To reduce the false negative cases, more spinal motor neurons innervating the target muscle should be recruited to augment TcMEP responses. Almost two decades passed without any significant developments in anesthetic technique except for the introduction of the short-acting muscle relaxant rocuronium. Sugammadex to reverse rocuronium was demonstrated to facilitate motor evoked potentials monitoring during spinal surgery.52)
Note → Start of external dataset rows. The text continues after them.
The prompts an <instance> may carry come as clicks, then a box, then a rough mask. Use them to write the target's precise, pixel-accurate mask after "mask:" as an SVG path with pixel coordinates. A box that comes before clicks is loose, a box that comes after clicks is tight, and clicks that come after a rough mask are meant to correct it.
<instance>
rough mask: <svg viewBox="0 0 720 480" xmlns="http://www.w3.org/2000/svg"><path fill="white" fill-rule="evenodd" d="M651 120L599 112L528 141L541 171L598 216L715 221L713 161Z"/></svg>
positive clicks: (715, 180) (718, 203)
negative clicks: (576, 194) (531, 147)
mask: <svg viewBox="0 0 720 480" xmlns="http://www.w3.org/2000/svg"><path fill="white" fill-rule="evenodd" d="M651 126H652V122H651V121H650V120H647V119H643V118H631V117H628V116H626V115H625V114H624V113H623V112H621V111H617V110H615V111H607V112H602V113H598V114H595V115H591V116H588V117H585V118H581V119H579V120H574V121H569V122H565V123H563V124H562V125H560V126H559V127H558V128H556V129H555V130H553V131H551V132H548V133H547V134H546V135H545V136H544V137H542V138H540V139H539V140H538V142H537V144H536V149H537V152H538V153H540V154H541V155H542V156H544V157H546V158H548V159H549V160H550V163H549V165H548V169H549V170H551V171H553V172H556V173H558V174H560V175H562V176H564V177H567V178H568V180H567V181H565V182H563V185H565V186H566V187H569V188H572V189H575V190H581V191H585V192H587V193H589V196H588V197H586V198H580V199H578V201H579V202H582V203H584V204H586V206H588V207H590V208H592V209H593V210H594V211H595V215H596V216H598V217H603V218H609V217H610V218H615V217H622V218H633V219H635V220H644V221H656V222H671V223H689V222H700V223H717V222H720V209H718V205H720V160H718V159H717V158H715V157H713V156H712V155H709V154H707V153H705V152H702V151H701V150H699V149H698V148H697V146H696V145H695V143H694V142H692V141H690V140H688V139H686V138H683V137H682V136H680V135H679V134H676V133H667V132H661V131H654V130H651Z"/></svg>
Recently, several facilitative techniques using central or peripheral stimuli (conditioning stimulation), preceding transcranial electrical stimulation, have been employed to achieve sufficient depolarization of motor neurons and augment TcMEP responses during surgery.29,5357) According to Journée et al., conditioning stimulation can be classified into two categories: (1) heteronymous stimulation in which conditioning stimuli are applied at a different site from a test stimulus and (2) homonymous stimulation in which both conditioning and test stimuli are applied at the same site.57) One homonymous conditioning stimulation technique previously reported is recurrent pulse trains at low frequency (2–5 Hz), which was demonstrated to progressively facilitate TcMEP responses.21,5860) Another homonymous conditioning is double-train stimulation developed by Journée et al.54) They demonstrated that double-train stimulation elicited a marked facilitation of TcMEPs when the inter-train interval (ITI) was short (10 ms ≤ ITI ≤ 40 ms) or long (ITI ≥ 0.1 s). Taking these previous homonymous conditioning techniques into account, we systematically investigated the optimal setting of multiple transcranial electrical pulse trains (Fig. 1), so-called multi-train stimulation (MTS) to enhance TcMEP responses, in which a pulse train was delivered repeatedly at repetitive rates of 2 Hz, 5 Hz, and 10 Hz (ITI; 0.5 s, 0.2 s, and 0.1 s, respectively).61) The amplitudes of TcMEPs increased with the number of train stimuli, and the strongest augmentation of TcMEPs was observed at a repetition rate of 5 Hz (ITI; 0.2 s). In addition, MTS significantly reduced the trial-to-trial variability of TcMEPs (Fig. 2), and enabled to obtain the stable responses throughout a surgery (Fig. 3), indicating that MTS could overcome “anesthetic fade.”

Fig. 1.

Fig. 1.

A schematic of the multi-train stimulation (MTS) technique, in which a pulse train is delivered repeatedly at constant repetitive rates (e.g., 2 Hz, 5 Hz, and 10 Hz). A pulse train consists of five biphasic stimuli with 0.5-ms in duration (two phases of 0.25 ms in each stimulus) and an inter-pulse interval of 2 ms. Transcranial motor evoked potentials are recorded from a pair of needle electrodes inserted in the muscle belly of the abductor hallucis (AH).

Fig. 2.

Fig. 2.

The within-patient variability of the amplitude of transcranial motor evoked potentials recorded from the abductor halluces muscle, which is assessed with the coefficient of variation (CV: standard deviation/mean). There is a statistically significant difference in CV between single-train stimulation (STS) and multi-train stimulation (MTS) (*p = 0.026, Mann-Whitney U test).

Fig. 3.

Fig. 3.

The trial-to-trial variability of transcranial motor evoked potentials recorded from the abductor halluces muscle. Multi-train stimulation (MTS) can reduce the trial-to-trial variability, and enables to obtain more stable responses throughout a surgery when compared to single-train stimulation (STS).

Conclusion

Intraoperative neurophysiologic monitoring has been indispensable with the recent advancement of surgical techniques for the treatment of more complicated spinal diseases which might damage neural tissues. Although the development of commercial equipment for intraoperative monitoring enabled reliable and reproducible evoked potentials, there have been some reports of false negative cases. Further advances in the TcMEP monitoring technique are required to enable it to be a good predictor of the patient’s motor function during spinal surgery.